Tag Archives: two-year-olds

Sorry, too much “Go!” Sorry, too much “Stop!”

When Charise Mericle Harper’s diggers talk little people listen. And big people too. I have witnessed the delight of several children this week under the age of three who, like me, have fallen in love with Little Green and Little Red. Once again the personification genius of author illustrator Harper makes us all pay attention. GO! GO! GO! STOP! is a book that brings calamity up a notch with the sincerity of a couple of well meaning traffic lights that roll into town with just one word to say. And say, and say, and say. The toddlers I spend time with get it. They chime in with Go! Stop! STOP! GO! It’s pure magic on the page. Not to be missed. GO buy it. 

My favorite lines are the apologetic ones. Boy am I ever guilty of too much ‘Go’, not enough ‘Go’, too much ‘Stop’. In my ongoing quest to become a published children’s book author and illustrator I need these words for all of the editors who have helped me when I have fallen short. I’m embarrassed to admit that I have overstepped in my communication with an editor more than once. Belief in my own project at the time made me lose all sensibility. I was over solicitous. I once emailed an editor to ask about a rejected manuscript that I had revised with her over the phone. I was pretty much incredulous that it would come that close and not be acquired. Once an editor goes through the anguish of letting go of a manuscript they believe in how helpful is it to hear from the author again? I couldn’t take no for an answer. Way too much ‘Go!’ I’ve also done my share of leaving an editor dead in the water with no follow up in their interest in my work. Sure, I can make excuses, but it really doesn’t matter what came up. I was guilty of too much ‘Stop!’ Other author illustrators came along for them but still I didn’t honor their invitation to send more of my work. I dropped the ball. I’m sure some of my manuscripts would give me a piece of their mind if they could talk. Perhaps they would say, “Out! Out! Out!” and others who know they need more work would shout ‘IN!’ I’ve held on to work that is ready to circulate and sent mediocre packages out. I’ve come across rejections with my submission still attached and been shocked. Oh no. This can’t be what I sent. What crap. No wonder it was rejected. Then I finally take the time to really look at it. I reread the comments. See generosity not animosity. Then I discover that I have enough ‘Go!’ again. I can’t stop myself! I start rebuilding.

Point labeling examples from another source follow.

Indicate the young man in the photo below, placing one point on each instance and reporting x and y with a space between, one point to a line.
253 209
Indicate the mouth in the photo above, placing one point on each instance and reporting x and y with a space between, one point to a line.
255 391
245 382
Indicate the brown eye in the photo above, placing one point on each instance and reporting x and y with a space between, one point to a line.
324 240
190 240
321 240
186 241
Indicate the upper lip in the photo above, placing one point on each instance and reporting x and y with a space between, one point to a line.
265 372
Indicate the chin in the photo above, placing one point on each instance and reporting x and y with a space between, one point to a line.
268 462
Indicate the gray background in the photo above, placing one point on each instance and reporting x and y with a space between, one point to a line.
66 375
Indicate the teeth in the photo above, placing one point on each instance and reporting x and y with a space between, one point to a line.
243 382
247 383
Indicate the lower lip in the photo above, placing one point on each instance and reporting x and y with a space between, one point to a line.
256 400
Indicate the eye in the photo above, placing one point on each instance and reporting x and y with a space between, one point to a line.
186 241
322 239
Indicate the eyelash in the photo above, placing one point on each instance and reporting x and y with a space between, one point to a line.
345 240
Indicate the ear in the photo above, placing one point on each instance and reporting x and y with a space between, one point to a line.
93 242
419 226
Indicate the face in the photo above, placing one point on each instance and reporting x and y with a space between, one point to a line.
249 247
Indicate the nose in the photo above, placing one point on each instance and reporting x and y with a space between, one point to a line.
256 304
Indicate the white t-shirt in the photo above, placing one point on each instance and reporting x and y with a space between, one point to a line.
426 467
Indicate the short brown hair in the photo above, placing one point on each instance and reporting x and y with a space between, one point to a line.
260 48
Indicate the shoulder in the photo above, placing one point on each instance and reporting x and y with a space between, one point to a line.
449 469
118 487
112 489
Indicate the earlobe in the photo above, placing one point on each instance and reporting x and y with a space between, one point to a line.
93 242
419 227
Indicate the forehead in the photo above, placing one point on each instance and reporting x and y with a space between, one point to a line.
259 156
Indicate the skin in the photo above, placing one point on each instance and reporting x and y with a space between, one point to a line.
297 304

Maybe we are all building bridges, looking to the traffic lights, committing to others who are our ‘exact opposites’ because it comes with the territory of being human. We are all scooping below the surface, dumping our stuff on other people’s heads, and sometimes even completing projects with fanfare…and fans. Whoo-hoo! I’ve never much been into diggers. I don’t have the same obsession of the two-year-old who jumps up from what we are doing together because he hears a truck backing up outside his window. I’ve smartened up a bit though. I go with him. It is truly amazing what these earth movers do. Mericle-ous, really. It isn’t just another sewer pipe for a two-year-old. When did I stop noticing? It’s a good thing, this world of picture books. When reading aloud to a child (A thousand thank yous, Mem Fox, for Reading Magic) it is never just a book. 

SPOILER ALERT! STOP READING HERE IF YOU HAVE NOT YET READ GO! GO! GO! STOP! by Charise Mericle Harper. So let’s talk about the ending. The power of yellow. Thankfully he slides into town and his timing is perfect. We all know what it is we need to do. That daunting project called Self Care. Listen to Little Yellow’s wisdom and “SLOW DOWN!” “They were the perfect words for a busy bridge.”